No, in that case it is not freedom of choice but in that case it is not
the restriction of choice that I said earluier; it is just redundancy,
and tuning to particular implementations at the expense of others.
> 
> Chris said:
> Anyway these are minor comments, easily fixed, and i am glad to see the
> SGMLKit being updated.
> 
> Reply-------
> Thanks and thank you for your comments, I could express my views on the
> subject. The first implementation is working with IE but we are working also
> on an other implementation based on Mozilla 

And the same XML document will work with both, or will I need to go
editing the document because it is targeted at a different
implementation of the same spec?
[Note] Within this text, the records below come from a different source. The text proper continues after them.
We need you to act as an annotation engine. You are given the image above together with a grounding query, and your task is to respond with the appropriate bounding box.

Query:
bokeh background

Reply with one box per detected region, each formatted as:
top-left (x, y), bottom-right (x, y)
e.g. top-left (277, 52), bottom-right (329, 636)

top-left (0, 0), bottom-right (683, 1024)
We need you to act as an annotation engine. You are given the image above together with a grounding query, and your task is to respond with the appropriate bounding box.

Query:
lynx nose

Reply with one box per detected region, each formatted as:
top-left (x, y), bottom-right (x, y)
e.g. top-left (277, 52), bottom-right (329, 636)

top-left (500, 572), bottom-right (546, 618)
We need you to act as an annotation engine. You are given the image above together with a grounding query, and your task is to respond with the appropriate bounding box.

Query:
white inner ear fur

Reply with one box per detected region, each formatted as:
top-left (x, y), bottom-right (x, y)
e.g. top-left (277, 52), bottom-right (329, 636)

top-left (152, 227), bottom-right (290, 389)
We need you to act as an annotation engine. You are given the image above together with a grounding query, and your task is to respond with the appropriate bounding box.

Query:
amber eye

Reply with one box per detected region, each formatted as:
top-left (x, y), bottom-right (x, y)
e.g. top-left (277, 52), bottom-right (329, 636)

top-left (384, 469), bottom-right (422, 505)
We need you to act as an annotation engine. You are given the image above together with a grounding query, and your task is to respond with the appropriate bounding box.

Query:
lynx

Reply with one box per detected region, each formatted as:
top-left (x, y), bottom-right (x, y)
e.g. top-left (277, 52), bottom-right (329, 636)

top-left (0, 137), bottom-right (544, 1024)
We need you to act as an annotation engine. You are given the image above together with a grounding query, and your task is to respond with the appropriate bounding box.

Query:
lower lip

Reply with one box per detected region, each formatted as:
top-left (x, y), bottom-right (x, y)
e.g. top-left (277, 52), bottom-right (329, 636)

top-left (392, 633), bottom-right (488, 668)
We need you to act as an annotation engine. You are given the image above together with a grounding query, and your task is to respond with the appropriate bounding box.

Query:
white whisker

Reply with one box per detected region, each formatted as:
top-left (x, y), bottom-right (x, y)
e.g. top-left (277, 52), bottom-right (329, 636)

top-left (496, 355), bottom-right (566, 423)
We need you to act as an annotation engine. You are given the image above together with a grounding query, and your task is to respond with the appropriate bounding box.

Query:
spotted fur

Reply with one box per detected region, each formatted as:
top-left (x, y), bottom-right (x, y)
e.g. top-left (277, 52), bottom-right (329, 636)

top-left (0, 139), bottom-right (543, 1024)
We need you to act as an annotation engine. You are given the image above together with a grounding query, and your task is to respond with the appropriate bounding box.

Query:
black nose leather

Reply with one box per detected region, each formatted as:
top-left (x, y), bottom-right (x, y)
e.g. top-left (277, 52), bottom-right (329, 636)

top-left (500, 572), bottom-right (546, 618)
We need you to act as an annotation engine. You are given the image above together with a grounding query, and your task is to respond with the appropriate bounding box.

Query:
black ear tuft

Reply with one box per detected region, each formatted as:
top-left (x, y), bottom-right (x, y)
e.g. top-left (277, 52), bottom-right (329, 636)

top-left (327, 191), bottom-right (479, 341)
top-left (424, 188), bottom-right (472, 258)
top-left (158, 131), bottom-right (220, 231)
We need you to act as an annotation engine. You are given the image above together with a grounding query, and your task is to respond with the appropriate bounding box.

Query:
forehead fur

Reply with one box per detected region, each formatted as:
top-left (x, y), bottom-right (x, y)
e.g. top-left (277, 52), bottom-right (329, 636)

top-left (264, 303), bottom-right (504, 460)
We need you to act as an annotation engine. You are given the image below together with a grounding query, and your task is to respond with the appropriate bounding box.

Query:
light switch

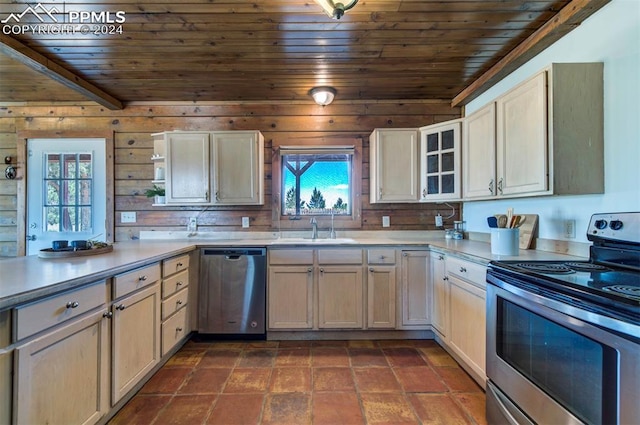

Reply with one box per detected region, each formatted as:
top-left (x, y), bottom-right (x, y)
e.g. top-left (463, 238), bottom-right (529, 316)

top-left (120, 211), bottom-right (136, 223)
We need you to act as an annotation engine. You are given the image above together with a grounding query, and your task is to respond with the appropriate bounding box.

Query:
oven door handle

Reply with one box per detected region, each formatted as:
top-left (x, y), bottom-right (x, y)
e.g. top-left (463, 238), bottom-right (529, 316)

top-left (487, 381), bottom-right (535, 425)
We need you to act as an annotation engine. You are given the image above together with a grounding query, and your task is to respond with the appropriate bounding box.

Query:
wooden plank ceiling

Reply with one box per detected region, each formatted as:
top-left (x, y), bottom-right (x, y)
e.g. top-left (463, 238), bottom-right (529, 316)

top-left (0, 0), bottom-right (609, 109)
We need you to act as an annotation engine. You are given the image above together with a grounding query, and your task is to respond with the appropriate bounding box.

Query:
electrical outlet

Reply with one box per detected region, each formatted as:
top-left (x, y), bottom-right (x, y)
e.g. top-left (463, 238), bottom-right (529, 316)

top-left (564, 219), bottom-right (576, 239)
top-left (120, 211), bottom-right (136, 223)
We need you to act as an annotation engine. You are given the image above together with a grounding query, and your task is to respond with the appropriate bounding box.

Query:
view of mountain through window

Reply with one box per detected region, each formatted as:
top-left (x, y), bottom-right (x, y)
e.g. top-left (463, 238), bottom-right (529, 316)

top-left (281, 153), bottom-right (352, 215)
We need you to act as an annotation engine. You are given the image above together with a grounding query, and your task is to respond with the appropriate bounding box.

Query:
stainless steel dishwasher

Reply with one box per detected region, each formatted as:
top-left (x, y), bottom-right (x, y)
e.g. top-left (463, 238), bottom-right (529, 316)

top-left (198, 248), bottom-right (267, 336)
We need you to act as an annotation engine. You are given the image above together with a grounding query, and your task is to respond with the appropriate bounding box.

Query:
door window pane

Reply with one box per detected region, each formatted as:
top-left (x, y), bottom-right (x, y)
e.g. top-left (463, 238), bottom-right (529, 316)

top-left (43, 153), bottom-right (93, 232)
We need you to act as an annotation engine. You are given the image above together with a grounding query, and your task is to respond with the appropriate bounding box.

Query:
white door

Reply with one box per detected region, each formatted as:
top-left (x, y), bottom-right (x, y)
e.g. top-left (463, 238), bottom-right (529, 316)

top-left (27, 139), bottom-right (107, 255)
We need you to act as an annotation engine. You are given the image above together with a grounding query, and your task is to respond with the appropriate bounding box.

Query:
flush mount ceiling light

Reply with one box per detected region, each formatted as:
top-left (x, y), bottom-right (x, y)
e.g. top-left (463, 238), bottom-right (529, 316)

top-left (309, 86), bottom-right (336, 106)
top-left (315, 0), bottom-right (358, 19)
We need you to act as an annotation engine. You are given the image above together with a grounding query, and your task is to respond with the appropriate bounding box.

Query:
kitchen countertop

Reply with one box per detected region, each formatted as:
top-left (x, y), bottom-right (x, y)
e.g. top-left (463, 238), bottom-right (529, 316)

top-left (0, 231), bottom-right (583, 310)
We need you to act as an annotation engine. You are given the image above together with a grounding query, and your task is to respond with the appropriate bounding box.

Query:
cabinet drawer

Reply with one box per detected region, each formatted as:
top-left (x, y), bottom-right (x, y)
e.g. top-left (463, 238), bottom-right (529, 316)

top-left (162, 270), bottom-right (189, 299)
top-left (269, 249), bottom-right (313, 265)
top-left (447, 253), bottom-right (487, 288)
top-left (162, 288), bottom-right (189, 320)
top-left (162, 255), bottom-right (189, 277)
top-left (13, 281), bottom-right (107, 341)
top-left (113, 263), bottom-right (160, 299)
top-left (318, 249), bottom-right (362, 264)
top-left (162, 308), bottom-right (187, 356)
top-left (367, 248), bottom-right (396, 264)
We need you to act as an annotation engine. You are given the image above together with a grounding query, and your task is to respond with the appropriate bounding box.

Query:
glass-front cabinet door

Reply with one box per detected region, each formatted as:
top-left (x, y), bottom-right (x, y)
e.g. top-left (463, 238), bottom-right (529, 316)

top-left (420, 120), bottom-right (461, 202)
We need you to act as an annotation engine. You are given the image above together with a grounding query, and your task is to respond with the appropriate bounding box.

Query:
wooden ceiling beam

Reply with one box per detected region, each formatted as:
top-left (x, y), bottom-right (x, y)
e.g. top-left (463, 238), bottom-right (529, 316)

top-left (451, 0), bottom-right (611, 106)
top-left (0, 34), bottom-right (124, 110)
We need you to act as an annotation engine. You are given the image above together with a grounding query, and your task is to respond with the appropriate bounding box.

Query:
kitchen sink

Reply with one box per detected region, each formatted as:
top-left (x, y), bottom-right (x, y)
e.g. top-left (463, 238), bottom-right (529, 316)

top-left (273, 238), bottom-right (358, 245)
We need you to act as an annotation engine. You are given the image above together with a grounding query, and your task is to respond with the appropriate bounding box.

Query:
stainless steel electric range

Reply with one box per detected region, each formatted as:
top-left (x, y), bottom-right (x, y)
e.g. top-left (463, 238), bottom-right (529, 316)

top-left (487, 212), bottom-right (640, 424)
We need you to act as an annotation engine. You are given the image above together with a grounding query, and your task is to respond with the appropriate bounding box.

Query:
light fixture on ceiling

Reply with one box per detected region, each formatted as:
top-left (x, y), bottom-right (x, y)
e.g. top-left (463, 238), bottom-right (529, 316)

top-left (315, 0), bottom-right (358, 19)
top-left (309, 86), bottom-right (336, 106)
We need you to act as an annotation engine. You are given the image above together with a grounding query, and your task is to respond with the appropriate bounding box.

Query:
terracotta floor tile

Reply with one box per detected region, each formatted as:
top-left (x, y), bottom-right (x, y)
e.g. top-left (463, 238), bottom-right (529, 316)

top-left (382, 347), bottom-right (427, 367)
top-left (434, 367), bottom-right (482, 392)
top-left (393, 366), bottom-right (448, 393)
top-left (156, 394), bottom-right (217, 425)
top-left (109, 395), bottom-right (171, 425)
top-left (349, 348), bottom-right (389, 367)
top-left (269, 367), bottom-right (311, 393)
top-left (407, 394), bottom-right (471, 425)
top-left (311, 347), bottom-right (349, 367)
top-left (197, 349), bottom-right (242, 368)
top-left (453, 392), bottom-right (487, 425)
top-left (361, 393), bottom-right (420, 425)
top-left (419, 345), bottom-right (458, 367)
top-left (207, 394), bottom-right (265, 425)
top-left (178, 368), bottom-right (231, 394)
top-left (140, 367), bottom-right (192, 394)
top-left (261, 393), bottom-right (311, 425)
top-left (164, 348), bottom-right (207, 367)
top-left (312, 392), bottom-right (365, 425)
top-left (223, 367), bottom-right (271, 393)
top-left (238, 348), bottom-right (277, 367)
top-left (347, 339), bottom-right (378, 348)
top-left (353, 367), bottom-right (402, 393)
top-left (313, 367), bottom-right (356, 391)
top-left (275, 348), bottom-right (311, 367)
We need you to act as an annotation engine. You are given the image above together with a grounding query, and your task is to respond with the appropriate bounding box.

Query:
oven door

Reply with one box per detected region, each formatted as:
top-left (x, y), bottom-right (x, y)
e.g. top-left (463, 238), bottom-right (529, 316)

top-left (487, 275), bottom-right (640, 424)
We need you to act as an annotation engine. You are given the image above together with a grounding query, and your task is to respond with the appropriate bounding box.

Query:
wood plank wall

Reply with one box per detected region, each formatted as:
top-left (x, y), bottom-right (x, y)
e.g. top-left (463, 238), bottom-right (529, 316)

top-left (0, 100), bottom-right (461, 256)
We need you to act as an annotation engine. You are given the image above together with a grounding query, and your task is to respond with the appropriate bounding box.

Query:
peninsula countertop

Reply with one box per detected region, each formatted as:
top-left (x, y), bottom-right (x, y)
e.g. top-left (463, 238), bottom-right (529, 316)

top-left (0, 232), bottom-right (582, 310)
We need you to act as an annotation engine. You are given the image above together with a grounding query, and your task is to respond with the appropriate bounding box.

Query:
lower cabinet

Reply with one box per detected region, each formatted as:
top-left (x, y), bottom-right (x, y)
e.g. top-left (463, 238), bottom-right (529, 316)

top-left (367, 265), bottom-right (397, 329)
top-left (318, 266), bottom-right (363, 329)
top-left (431, 252), bottom-right (450, 338)
top-left (401, 251), bottom-right (431, 328)
top-left (111, 282), bottom-right (160, 404)
top-left (13, 309), bottom-right (110, 424)
top-left (267, 265), bottom-right (313, 329)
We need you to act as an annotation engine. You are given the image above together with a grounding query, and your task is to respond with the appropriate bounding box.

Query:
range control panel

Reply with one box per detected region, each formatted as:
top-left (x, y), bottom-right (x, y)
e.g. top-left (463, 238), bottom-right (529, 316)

top-left (587, 212), bottom-right (640, 243)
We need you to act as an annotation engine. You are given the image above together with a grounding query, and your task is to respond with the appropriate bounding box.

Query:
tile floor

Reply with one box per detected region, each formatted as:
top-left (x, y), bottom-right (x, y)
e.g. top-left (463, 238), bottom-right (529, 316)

top-left (109, 340), bottom-right (486, 425)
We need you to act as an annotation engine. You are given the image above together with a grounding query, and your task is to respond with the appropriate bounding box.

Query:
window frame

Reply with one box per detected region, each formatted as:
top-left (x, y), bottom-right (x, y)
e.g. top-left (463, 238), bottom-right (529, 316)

top-left (271, 138), bottom-right (362, 230)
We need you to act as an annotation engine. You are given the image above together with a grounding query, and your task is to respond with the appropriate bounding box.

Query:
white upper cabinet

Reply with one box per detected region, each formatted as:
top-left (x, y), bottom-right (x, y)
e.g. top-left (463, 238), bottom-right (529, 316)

top-left (153, 131), bottom-right (264, 205)
top-left (420, 120), bottom-right (462, 202)
top-left (369, 128), bottom-right (419, 204)
top-left (165, 132), bottom-right (211, 204)
top-left (211, 131), bottom-right (264, 205)
top-left (463, 63), bottom-right (604, 200)
top-left (462, 102), bottom-right (497, 199)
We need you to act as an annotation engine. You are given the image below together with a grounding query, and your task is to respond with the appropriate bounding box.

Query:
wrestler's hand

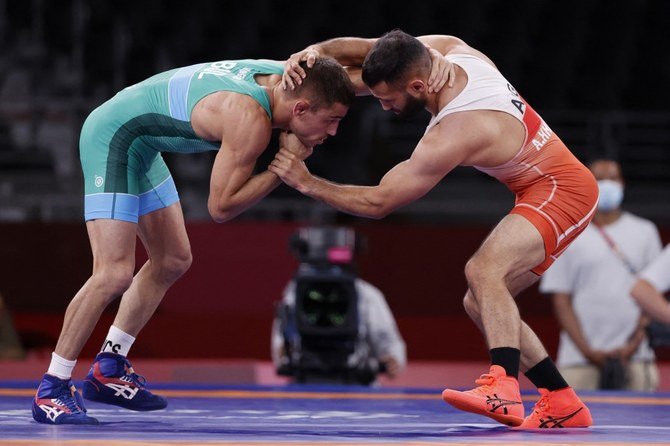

And when a million readers download the
document are they supposed to edit it too, to give precise details of
the internals of their style sheet rendering process?

> but if you have checked the
> bugzilla bugs count recently, you probably noticed that we still have a lot
> of work to do doesn't it? However, for temerous people, we'll do a release
> that allows you to select either Mozilla or MSHTML rendering engine 

Both of the rendering engines that you mention are far from perfect. The
recently released CSS1 test suite will help drive these implementations
towards better conformance.

> so that,
> text processing developpers can check their work in both rendering engine
> just by a context menu option. 

That sounds useful. 

> But pieces are rough to integrate and
> religion wars are still the builders enemy  (bulders are too much busy
> building to do religion war:-))

I'm not trying to start a religious war. I'm trying to ensure
interoperability. Hard coding details of a particular implementation
into an XML document does not strike me as the path to happiness.